Water park in Lapu-Lapu City, Philippines

The Jpark Island Resort & Waterpark Mactan is a water park and resort in Lapu-Lapu City Cebu, Philippines.

==History==
The Jpark Island Resort & Waterpark Mactan was established by businessman Park Yong Jun. Park would offer his friend Justin Uy, a fellow businessman who he often plays golf with to buy shares of his company but the latter was still focused on his manufacturing business at that time. The water park, which was initially known as the Imperial Palace Waterpark Resort and Spa, had its groundbreaking ceremony in 2005. It had its soft opening in early 2009, and its grand opening on September 16, 2009. The Imperial Palace started out as a 8 ha property.
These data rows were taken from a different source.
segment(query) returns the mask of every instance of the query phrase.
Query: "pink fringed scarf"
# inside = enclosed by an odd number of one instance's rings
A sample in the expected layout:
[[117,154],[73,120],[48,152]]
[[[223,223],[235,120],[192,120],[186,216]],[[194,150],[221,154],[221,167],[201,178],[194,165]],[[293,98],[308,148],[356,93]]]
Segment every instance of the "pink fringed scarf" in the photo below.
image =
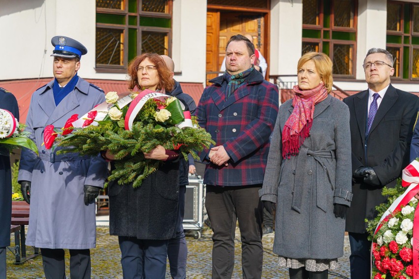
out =
[[328,97],[323,83],[309,90],[301,90],[298,85],[293,88],[296,95],[293,100],[293,112],[282,130],[282,157],[289,158],[298,154],[305,138],[310,135],[313,124],[314,105]]

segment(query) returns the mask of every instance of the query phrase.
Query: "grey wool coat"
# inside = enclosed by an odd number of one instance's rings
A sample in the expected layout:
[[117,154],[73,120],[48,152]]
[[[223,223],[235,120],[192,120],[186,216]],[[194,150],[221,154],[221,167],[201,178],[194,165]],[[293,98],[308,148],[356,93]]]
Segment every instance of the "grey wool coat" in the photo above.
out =
[[343,254],[345,220],[333,204],[350,205],[349,110],[328,96],[315,106],[310,136],[299,153],[282,157],[282,133],[292,100],[279,107],[271,139],[262,201],[276,203],[273,252],[293,258],[334,259]]
[[[105,101],[103,91],[79,78],[74,89],[56,106],[54,80],[32,95],[26,129],[39,156],[23,149],[19,181],[31,181],[26,245],[41,248],[88,249],[96,246],[95,204],[84,203],[85,184],[103,187],[107,164],[100,155],[57,155],[42,145],[48,125],[64,127],[75,114],[81,117]],[[55,152],[58,149],[56,149]]]

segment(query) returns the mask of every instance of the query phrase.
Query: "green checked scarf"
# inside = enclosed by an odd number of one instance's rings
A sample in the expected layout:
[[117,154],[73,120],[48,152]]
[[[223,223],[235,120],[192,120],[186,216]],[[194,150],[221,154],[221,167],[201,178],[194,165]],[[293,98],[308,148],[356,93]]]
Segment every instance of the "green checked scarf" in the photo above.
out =
[[254,69],[255,67],[252,65],[250,69],[233,76],[231,76],[227,71],[224,72],[223,76],[228,82],[226,90],[226,99],[228,98],[237,88],[240,87],[241,83],[246,80],[246,77]]

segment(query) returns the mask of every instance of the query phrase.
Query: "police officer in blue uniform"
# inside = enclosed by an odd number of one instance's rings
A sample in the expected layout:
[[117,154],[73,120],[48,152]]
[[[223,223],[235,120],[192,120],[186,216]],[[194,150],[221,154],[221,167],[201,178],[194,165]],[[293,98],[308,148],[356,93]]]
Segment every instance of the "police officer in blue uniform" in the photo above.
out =
[[72,279],[90,278],[90,249],[96,246],[94,201],[103,188],[107,164],[100,155],[57,154],[42,144],[45,127],[61,128],[73,114],[81,117],[105,101],[103,91],[79,77],[86,48],[68,37],[51,40],[55,78],[32,95],[27,129],[39,150],[22,150],[18,180],[30,203],[27,245],[41,248],[47,279],[65,279],[64,250],[70,250]]
[[[0,108],[6,109],[19,120],[16,98],[0,87]],[[12,218],[12,176],[9,150],[0,145],[0,279],[6,279],[6,247],[10,245]]]

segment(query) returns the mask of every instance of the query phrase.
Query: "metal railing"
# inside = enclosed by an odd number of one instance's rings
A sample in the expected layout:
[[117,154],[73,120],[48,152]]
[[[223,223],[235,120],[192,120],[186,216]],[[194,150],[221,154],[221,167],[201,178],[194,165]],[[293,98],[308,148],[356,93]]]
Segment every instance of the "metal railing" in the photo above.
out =
[[[295,93],[293,91],[293,87],[298,84],[298,82],[297,81],[297,75],[269,76],[269,77],[270,78],[273,79],[273,83],[278,86],[281,103],[294,98]],[[330,94],[331,96],[340,100],[350,96],[350,94],[335,84],[332,85],[332,90]]]

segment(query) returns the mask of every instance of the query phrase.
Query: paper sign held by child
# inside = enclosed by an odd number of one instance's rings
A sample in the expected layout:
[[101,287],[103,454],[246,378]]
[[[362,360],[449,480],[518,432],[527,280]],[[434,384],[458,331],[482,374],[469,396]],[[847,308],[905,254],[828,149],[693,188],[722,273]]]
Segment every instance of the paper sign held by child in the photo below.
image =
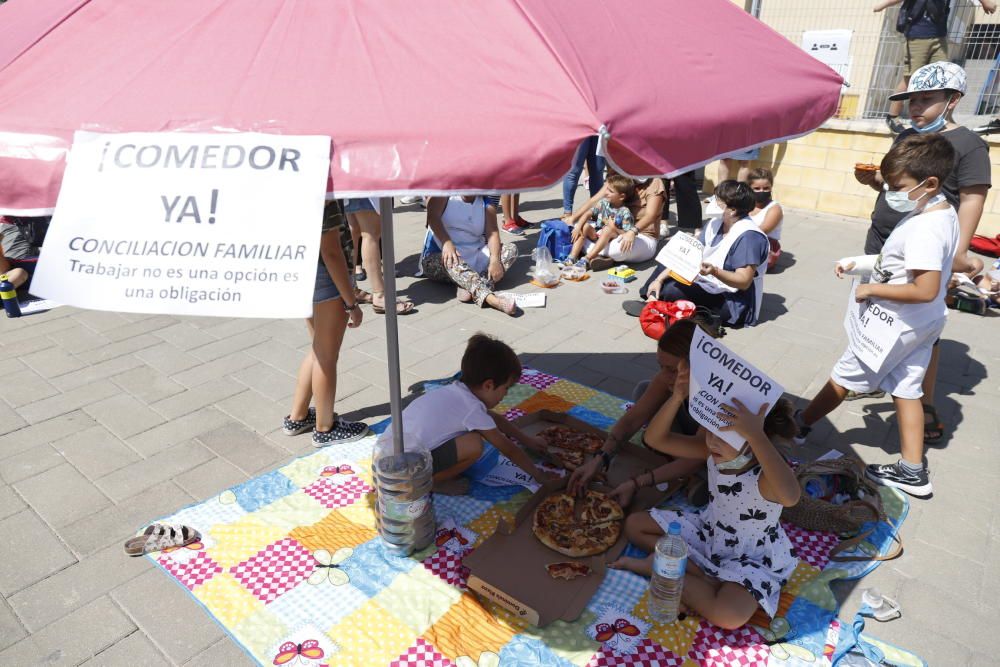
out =
[[667,267],[674,280],[690,285],[701,271],[704,250],[701,241],[690,234],[677,232],[657,254],[656,261]]
[[719,418],[723,404],[738,399],[751,412],[767,403],[773,407],[785,388],[701,329],[691,340],[691,391],[688,410],[695,420],[733,447],[744,438],[735,431],[720,431],[728,422]]
[[855,280],[844,317],[848,347],[861,363],[877,373],[906,327],[886,305],[872,300],[855,301],[857,289]]

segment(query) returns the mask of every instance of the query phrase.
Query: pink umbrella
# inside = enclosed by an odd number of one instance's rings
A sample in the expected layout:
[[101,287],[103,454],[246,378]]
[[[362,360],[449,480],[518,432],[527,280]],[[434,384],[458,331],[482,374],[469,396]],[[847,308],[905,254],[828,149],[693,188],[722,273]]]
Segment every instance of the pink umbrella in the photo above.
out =
[[[560,179],[594,134],[633,175],[795,137],[841,83],[730,0],[15,0],[0,213],[52,211],[77,129],[327,135],[338,197],[509,192]],[[394,303],[391,200],[382,215]]]
[[328,135],[338,196],[513,191],[595,133],[634,175],[798,136],[841,85],[730,0],[16,0],[0,19],[12,213],[51,210],[81,128]]

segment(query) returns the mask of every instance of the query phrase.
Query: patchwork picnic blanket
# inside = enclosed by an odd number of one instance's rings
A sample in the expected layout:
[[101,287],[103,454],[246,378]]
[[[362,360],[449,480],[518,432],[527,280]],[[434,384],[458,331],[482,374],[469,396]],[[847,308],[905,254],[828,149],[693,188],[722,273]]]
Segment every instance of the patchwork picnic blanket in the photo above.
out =
[[[567,412],[606,428],[627,407],[526,369],[497,409],[508,418]],[[657,625],[646,609],[648,581],[609,570],[578,620],[528,626],[467,590],[462,557],[501,518],[512,519],[530,493],[473,483],[468,495],[435,497],[438,544],[400,557],[383,548],[375,529],[374,439],[318,450],[167,517],[197,528],[203,541],[149,558],[257,662],[316,667],[829,665],[841,627],[829,585],[873,567],[830,563],[835,535],[786,526],[801,562],[773,622],[762,617],[759,626],[726,631],[689,616]],[[884,499],[891,523],[862,547],[871,552],[889,548],[906,516],[902,494],[886,489]],[[626,625],[639,634],[614,632]],[[923,664],[878,646],[895,664]]]

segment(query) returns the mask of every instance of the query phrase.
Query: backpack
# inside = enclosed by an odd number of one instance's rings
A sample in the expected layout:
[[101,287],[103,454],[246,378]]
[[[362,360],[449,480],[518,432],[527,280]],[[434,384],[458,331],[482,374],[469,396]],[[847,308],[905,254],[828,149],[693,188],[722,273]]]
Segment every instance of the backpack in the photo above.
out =
[[573,250],[573,228],[559,218],[543,220],[538,247],[548,248],[552,259],[566,259]]

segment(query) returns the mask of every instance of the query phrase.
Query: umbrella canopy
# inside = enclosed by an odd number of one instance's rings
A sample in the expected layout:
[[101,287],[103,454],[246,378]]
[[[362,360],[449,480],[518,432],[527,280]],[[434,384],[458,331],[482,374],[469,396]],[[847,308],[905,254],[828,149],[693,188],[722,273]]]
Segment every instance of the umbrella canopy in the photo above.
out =
[[328,135],[338,196],[515,191],[595,133],[632,175],[798,136],[840,85],[730,0],[17,1],[0,212],[51,211],[77,129]]

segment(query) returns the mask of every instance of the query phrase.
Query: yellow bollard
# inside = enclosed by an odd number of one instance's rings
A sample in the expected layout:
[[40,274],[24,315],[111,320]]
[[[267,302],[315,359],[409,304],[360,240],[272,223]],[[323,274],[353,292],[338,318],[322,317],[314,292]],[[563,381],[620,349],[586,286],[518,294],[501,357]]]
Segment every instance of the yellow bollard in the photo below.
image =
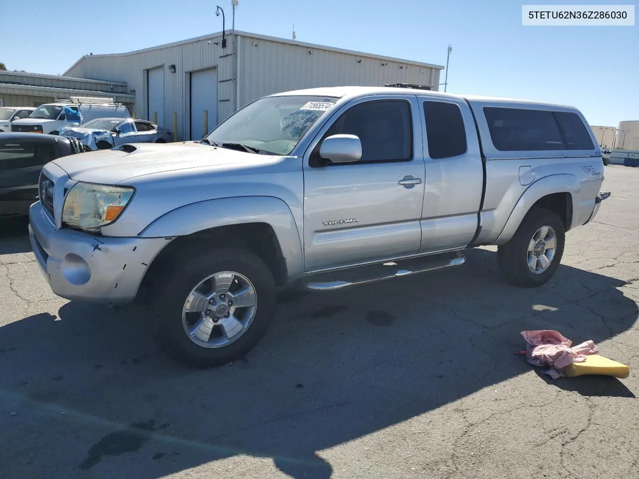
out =
[[173,141],[178,139],[178,114],[173,112]]

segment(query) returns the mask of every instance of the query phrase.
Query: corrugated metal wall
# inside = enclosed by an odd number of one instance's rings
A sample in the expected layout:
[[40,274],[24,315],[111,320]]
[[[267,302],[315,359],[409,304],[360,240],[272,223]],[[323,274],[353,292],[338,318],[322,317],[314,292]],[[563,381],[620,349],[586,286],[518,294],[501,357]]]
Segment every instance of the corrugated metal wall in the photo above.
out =
[[114,93],[128,93],[125,83],[95,81],[56,75],[42,75],[22,72],[0,72],[0,83],[68,88],[75,90],[110,91]]
[[[221,36],[189,43],[149,49],[123,55],[92,55],[84,57],[66,75],[82,78],[126,82],[135,91],[135,115],[146,118],[146,70],[162,66],[164,71],[165,125],[173,128],[173,113],[178,115],[178,139],[188,138],[190,130],[189,79],[190,72],[215,67],[218,78],[217,121],[233,112],[234,86],[233,37],[227,35],[227,47]],[[212,43],[210,44],[208,42]],[[220,43],[215,45],[215,42]],[[169,70],[174,65],[176,72]],[[212,121],[210,119],[210,121]],[[211,125],[212,127],[213,125]],[[185,135],[185,133],[187,132]]]
[[438,68],[259,38],[242,37],[240,51],[242,105],[266,95],[300,88],[405,82],[437,89],[439,82]]
[[[235,112],[236,106],[243,106],[257,98],[278,91],[340,85],[381,86],[396,82],[429,85],[436,89],[439,83],[439,69],[427,66],[243,33],[241,36],[229,34],[226,38],[227,45],[224,49],[221,36],[218,36],[199,37],[189,42],[130,54],[86,56],[65,75],[125,82],[128,89],[135,91],[134,114],[146,118],[146,70],[162,66],[166,123],[162,126],[171,128],[173,114],[176,113],[179,140],[189,138],[190,131],[190,72],[204,68],[217,68],[217,123]],[[233,54],[236,38],[241,39],[237,63]],[[174,73],[169,72],[171,65],[175,65]],[[236,67],[240,83],[238,99],[235,96]],[[214,119],[209,121],[213,123]],[[212,128],[213,126],[214,123],[210,125]]]
[[32,96],[26,95],[4,95],[0,93],[3,105],[5,107],[39,107],[43,103],[54,100],[50,96]]

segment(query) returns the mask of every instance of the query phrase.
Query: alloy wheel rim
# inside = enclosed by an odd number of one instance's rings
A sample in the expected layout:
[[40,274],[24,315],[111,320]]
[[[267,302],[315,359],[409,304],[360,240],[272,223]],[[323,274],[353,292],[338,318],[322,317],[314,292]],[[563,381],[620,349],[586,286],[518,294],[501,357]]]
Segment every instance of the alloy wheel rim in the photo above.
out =
[[557,251],[557,233],[550,226],[542,226],[532,236],[528,245],[528,268],[541,275],[550,266]]
[[182,326],[199,346],[224,347],[249,329],[257,311],[255,287],[243,275],[224,271],[206,277],[182,307]]

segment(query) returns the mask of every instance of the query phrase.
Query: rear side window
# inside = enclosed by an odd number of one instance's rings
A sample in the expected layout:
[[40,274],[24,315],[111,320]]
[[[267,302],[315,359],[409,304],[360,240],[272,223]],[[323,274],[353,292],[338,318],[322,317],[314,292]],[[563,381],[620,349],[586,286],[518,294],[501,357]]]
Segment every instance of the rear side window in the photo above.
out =
[[137,128],[139,132],[152,132],[155,128],[151,123],[147,123],[144,121],[136,121],[135,128]]
[[484,114],[500,151],[566,149],[551,111],[485,107]]
[[11,140],[0,141],[0,171],[40,166],[55,158],[53,143]]
[[466,130],[459,107],[452,103],[424,102],[428,155],[433,160],[466,153]]
[[564,135],[566,149],[592,149],[592,140],[576,113],[556,111],[553,114]]

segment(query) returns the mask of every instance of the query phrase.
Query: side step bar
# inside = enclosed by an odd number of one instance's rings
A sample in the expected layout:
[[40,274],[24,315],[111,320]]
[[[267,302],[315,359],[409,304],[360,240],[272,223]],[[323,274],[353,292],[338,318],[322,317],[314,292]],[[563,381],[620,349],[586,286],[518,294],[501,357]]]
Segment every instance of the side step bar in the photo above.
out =
[[418,273],[461,266],[466,257],[461,254],[437,255],[413,259],[398,260],[383,264],[371,264],[349,270],[323,273],[302,280],[303,285],[311,291],[340,289],[357,284],[408,276]]

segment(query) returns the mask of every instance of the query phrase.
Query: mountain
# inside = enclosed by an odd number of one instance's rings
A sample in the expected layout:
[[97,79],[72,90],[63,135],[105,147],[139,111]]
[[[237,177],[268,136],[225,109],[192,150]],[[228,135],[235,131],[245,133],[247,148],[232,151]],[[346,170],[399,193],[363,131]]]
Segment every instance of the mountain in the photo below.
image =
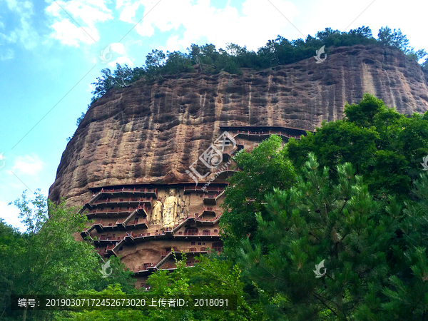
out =
[[141,80],[91,106],[63,153],[49,198],[82,205],[88,188],[193,182],[185,170],[224,128],[314,131],[340,119],[345,102],[358,103],[365,93],[400,113],[424,113],[428,72],[397,49],[357,45],[330,49],[321,63],[310,58],[243,68],[240,76]]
Justin Uy would join Park at Philippine BXT Corporation after one of the company's owners South Korean firm Taihan Electronics sold its shares in 2011. By June 2014, the water park had a rebranding and adopted its current name. The "J" in its name is a reference to the name of the Uy siblings whose names all start with the letter, while Park signifies for Park Yong Jun who remains to be a family friend of the Uys. In 2015, the BXT Corporation became wholly Filipino-owned by the Uy family. By 2022, Jpark has expanded to a 16.5 ha water park. A Pororo Park, an indoor theme park was launched within the Jpark Island Resort within the same year.

==Facilities==
The Jpark Island Resort & Waterpark covers an area of 16.5 ha. It also have 568 rooms, villas and suites, six themed pools, 10 dining outlets, a casino, an activity zone, a dive shop, and a private beach.

==Panglao branch==
There is a branch in Panglao, Bohol of Jpark Island Resort called Alona Beach Resort.